A corresponding analogy for HTC is that of many cars, buses and trucks on a multi-lane motorway. The purpose of a motorway is to achieve the maximum throughput of vehicles per hour, or even better, people per hour. Although each vehicle will take longer than a sports car to cover the same distance, there will be many vehicles per hour all travelling in a steady flow.

High Throughput Computing does not necessarily need high performance components, and an HTC system can be built from commodity hardware e.g. for a beowolf cluster. In practice though, many production grade clusters are built using well-specified servers that even individually would outstrip the performance of a commodity backoffice server. This will often be due to the type of CPU installed, e.g. with improved cache capacity, faster RAM, or other compute-friendly features.

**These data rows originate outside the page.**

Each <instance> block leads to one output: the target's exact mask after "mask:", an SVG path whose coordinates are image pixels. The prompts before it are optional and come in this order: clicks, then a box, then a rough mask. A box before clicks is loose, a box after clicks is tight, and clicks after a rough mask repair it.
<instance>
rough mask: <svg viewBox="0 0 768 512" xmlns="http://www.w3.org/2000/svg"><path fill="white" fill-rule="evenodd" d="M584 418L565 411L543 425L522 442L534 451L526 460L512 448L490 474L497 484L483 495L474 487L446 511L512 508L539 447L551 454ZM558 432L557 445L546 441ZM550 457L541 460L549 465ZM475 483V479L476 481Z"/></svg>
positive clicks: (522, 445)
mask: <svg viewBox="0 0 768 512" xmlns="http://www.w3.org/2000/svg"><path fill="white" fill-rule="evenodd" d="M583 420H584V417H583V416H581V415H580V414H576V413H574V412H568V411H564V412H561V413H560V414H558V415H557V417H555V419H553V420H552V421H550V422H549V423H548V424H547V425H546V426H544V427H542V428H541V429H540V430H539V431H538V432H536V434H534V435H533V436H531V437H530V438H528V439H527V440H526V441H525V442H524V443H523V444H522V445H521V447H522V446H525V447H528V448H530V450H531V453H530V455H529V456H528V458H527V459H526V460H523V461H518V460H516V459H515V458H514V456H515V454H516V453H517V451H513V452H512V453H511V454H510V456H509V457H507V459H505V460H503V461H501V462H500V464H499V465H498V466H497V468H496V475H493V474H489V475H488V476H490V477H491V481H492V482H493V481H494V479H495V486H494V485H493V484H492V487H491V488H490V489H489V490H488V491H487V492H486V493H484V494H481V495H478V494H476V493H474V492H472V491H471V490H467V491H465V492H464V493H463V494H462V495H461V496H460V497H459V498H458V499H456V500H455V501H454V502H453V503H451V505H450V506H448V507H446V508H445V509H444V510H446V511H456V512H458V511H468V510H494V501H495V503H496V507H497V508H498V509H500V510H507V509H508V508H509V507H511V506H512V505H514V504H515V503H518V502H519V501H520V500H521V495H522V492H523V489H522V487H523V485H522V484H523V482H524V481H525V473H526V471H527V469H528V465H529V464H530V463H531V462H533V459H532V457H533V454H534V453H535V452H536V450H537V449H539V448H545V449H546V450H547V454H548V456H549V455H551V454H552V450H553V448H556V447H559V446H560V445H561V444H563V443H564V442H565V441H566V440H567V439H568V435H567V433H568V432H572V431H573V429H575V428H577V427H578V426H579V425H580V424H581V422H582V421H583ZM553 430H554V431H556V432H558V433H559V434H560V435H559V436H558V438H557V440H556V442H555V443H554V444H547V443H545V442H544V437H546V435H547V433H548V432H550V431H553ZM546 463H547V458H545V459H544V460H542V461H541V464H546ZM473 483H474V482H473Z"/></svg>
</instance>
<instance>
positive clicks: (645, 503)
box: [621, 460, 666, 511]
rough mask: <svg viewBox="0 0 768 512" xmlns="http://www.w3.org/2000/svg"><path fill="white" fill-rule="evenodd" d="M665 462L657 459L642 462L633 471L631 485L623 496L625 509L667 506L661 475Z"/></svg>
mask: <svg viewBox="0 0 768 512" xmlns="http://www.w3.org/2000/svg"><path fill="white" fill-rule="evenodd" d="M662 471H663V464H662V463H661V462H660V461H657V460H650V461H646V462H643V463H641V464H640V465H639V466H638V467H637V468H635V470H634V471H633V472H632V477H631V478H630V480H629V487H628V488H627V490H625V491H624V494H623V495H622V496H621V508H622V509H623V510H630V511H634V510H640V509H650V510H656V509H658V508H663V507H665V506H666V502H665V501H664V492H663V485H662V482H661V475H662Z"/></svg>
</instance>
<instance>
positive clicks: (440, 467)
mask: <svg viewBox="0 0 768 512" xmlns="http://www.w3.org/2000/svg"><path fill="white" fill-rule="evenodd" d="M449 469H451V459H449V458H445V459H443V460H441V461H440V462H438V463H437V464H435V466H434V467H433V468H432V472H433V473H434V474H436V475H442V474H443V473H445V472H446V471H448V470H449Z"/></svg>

HPC systems at the Norwich Bioscience Institutes

The clusters are HPC clusters of individual nodes each running Linux, with each node having more CPU cores and memory (RAM) than a regular server, and together they can support a variety of HPC and HTC workloads. The coupling (network) between nodes is 1Gbit ethernet.

Whereas, the UV HPC systems consist of many nodes coupled tightly together using an fast internal bus called NUMAlink. The system is presented as a Single System Image (SSI), i.e. one copy of Linux with hundreds of CPU cores and several terabytes of RAM. The UV systems were specifically acquired as HPC systems for large genome assembly, but they are also broad enough (CPU cores and internal coupling) to work very well with HTC workloads.